There was a second tree to the right.
And as he sat there, in the dark, his eyes slowly told him the truth. Somehow, he had climbed on the roof. His toes were hanging right over the gutter. If he took one more step, he would've fallen off the roof. That scared the shit out of him.
Chapter Eight
Kelly woke up earlier than normal and was making waffles. He was already downstairs from his roof nightmare. He didn’t want her to know he woke up on the shingles. It was shocking to see Kelly awake and out of bed. The first thing she did was shove him. So he did the thing that he did, and grabbed her butt so hard that she nearly hit the ceiling. It was one of the many ways that they played rough with each other. He loved his wife and her silly ridiculous behavior. She pulled the frozen waffle from the toaster and placed it on a plate for them. Then she dumped some syrup on top. "I thought you'd be hungry."
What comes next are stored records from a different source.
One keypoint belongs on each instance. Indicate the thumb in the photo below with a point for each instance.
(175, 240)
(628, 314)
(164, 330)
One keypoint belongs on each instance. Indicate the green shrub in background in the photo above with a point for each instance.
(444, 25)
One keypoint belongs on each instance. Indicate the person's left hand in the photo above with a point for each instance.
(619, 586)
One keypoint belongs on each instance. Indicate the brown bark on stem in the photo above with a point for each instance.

"Why are you even awake?" he said, scarfing bits of waffle between putting on his shoes and socks.
"I wanted today to start off well," she said hesitantly.
He knew, before she even said the next sentence. He knew there was some big trouble. "Tell me," he said, short and sharp. "I have to go to work soon. Blurt it out."
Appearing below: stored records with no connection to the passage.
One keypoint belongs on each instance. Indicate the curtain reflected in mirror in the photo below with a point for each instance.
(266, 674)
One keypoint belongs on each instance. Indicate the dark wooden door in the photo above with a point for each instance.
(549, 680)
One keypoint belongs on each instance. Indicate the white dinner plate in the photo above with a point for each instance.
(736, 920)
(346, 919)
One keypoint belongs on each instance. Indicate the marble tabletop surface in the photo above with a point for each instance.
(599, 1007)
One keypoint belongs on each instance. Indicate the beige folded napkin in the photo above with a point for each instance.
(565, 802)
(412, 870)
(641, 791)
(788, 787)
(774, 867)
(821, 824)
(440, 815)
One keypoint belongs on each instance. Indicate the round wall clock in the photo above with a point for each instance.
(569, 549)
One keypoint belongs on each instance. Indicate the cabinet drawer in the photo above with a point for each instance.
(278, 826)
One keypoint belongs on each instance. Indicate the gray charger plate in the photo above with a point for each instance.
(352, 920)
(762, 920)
"Well, you know how Emily is." Kelly paused.
Kelly had this infuriating way of starting in the middle of the story. And Mark had no time for that, both because he had to leave for work any minute now, and on top of that, Emily was her boss. "Shit. Don't tell me." The waffle was no longer edible. He couldn't even force the frozen half warm waffle down with a waterfall of syrup.
"Fine, I won't," said Kelly and she slammed her dishes in the sink.
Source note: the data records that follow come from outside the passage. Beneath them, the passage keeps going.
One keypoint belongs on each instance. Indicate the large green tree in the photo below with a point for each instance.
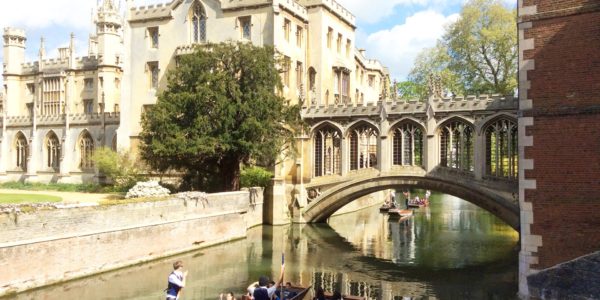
(477, 54)
(221, 109)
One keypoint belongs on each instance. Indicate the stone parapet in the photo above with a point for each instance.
(576, 279)
(52, 243)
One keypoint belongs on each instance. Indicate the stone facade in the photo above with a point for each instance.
(57, 111)
(558, 132)
(115, 236)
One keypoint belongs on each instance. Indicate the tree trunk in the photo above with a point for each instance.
(230, 168)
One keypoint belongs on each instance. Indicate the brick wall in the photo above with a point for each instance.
(560, 105)
(48, 246)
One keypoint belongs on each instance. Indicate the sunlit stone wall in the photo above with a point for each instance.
(47, 246)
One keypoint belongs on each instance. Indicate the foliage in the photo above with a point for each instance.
(477, 54)
(433, 61)
(122, 168)
(61, 187)
(221, 109)
(408, 90)
(27, 198)
(255, 177)
(483, 47)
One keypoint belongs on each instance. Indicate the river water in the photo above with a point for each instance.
(449, 250)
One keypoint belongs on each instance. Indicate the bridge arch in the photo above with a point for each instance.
(336, 197)
(404, 120)
(443, 122)
(361, 122)
(323, 124)
(487, 121)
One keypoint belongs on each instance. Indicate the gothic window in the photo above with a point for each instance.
(299, 36)
(299, 75)
(502, 154)
(86, 150)
(246, 28)
(88, 106)
(153, 72)
(328, 155)
(408, 145)
(287, 65)
(198, 24)
(52, 151)
(21, 151)
(363, 147)
(287, 27)
(153, 34)
(456, 145)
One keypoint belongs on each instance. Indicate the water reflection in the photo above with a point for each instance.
(451, 249)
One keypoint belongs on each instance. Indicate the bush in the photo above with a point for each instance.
(122, 168)
(60, 187)
(255, 177)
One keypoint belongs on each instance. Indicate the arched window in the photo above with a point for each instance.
(86, 150)
(363, 147)
(502, 154)
(328, 154)
(52, 148)
(312, 88)
(113, 144)
(408, 145)
(198, 19)
(456, 145)
(21, 151)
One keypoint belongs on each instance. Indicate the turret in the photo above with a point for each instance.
(108, 33)
(14, 50)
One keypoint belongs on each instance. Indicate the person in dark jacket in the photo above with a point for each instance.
(176, 281)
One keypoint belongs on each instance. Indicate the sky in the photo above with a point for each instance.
(392, 31)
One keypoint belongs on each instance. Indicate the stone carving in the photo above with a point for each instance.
(434, 84)
(147, 189)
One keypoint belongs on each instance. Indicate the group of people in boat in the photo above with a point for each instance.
(263, 289)
(391, 201)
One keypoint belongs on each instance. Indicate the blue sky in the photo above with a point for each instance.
(393, 31)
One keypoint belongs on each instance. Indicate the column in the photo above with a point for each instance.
(345, 149)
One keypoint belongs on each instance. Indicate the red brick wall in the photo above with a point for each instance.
(565, 92)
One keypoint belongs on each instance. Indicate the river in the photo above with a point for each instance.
(449, 250)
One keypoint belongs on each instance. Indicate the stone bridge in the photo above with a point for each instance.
(466, 147)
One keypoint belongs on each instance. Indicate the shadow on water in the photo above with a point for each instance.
(451, 250)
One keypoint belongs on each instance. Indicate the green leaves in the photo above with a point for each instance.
(220, 109)
(477, 54)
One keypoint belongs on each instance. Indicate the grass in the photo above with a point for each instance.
(60, 187)
(27, 198)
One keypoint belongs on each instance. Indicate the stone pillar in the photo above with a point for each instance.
(4, 142)
(276, 211)
(345, 149)
(431, 151)
(479, 155)
(383, 148)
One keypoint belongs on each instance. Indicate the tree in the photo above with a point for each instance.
(220, 109)
(477, 54)
(407, 90)
(434, 61)
(482, 46)
(122, 168)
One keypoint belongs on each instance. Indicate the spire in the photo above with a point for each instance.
(72, 43)
(42, 52)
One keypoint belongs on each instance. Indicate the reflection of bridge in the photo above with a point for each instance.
(463, 147)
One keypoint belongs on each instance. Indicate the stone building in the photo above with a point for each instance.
(57, 111)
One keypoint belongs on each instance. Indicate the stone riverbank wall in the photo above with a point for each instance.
(43, 246)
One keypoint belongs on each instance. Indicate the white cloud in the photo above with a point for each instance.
(42, 13)
(397, 47)
(374, 10)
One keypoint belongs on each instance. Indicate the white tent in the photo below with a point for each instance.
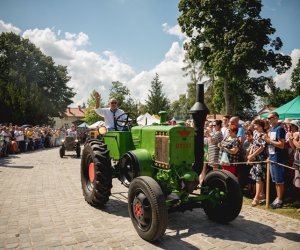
(98, 123)
(146, 119)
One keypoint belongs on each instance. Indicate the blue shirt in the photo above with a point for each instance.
(277, 154)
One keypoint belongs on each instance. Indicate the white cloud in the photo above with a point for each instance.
(88, 70)
(170, 74)
(8, 27)
(174, 30)
(283, 81)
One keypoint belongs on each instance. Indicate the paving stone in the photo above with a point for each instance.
(43, 208)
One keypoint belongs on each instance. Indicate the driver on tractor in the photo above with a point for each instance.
(110, 114)
(72, 132)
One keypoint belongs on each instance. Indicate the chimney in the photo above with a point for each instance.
(199, 112)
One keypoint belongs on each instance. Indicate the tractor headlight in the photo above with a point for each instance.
(102, 130)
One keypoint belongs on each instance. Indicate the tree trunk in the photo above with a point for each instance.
(229, 109)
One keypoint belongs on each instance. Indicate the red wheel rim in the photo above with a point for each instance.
(91, 172)
(138, 210)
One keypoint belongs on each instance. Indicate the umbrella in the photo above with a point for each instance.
(288, 110)
(83, 125)
(26, 126)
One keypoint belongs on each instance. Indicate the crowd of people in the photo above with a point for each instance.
(243, 149)
(16, 139)
(239, 148)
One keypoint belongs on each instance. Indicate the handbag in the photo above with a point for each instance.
(297, 179)
(224, 159)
"The truck, its brakes are squealing! The engine is probably gonna blow any minute now. And you," he pointed with his fork, "you lost your job! How could you do that! We need that money."
"I don't even believe that dollhouse cost only five dollars. I think you're a liar. Maybe if you stop spending money on ridiculous toys for the children because you're all caught up in 'am I a good dad' all t
he time. We don't even need two incomes. You make fine money," she said furiously. But she was lying, and they both knew it.
He didn't want to fight, so he stood up and stomped out.
Chapter Nine
There was no drumming on the steering wheel today – his nightmare would have probably given him a foul mood no matter what happened this morning – but Kelly losing her job was no joke. And now! She would get to stay home all day with Coralina and Beth. And he would have to go to his shitty job and build shitty walls for stupid houses that he never got to live in.
This time, he remembered to grab the broken table leaf and the wrong size one, so at least he could show the crazy old man which kind he needed. It wasn't until lunch time when he sat down and ate his peanut butter and jelly sandwich that he wondered how he had climbed on the roof. He wasn't naturally a sleepwalker. It seemed so surreal and so strange, that he probably would've forgotten it entirely and dismissed it all as dream – except that it took him forty-five minutes to figure out how to get off the roof. He still had no idea how he got up there in the first place.
Surely he only dreamt about the dollhouse being haunted because Mr. Vladimir was acting so weird about it the whole time they talked yesterday. Then again – he'd never sleepwalked before.
Kelly would have another job in a couple of days; she was usually pretty quick to apply for a new job. Plus, the job sucked, and they both knew it. She'd been doing hotel maid work for a while, so she was constantly covered in blood and semen and who knows what else from other people. It was disgusting, and he didn't like Kelly working disgusting, shady jobs.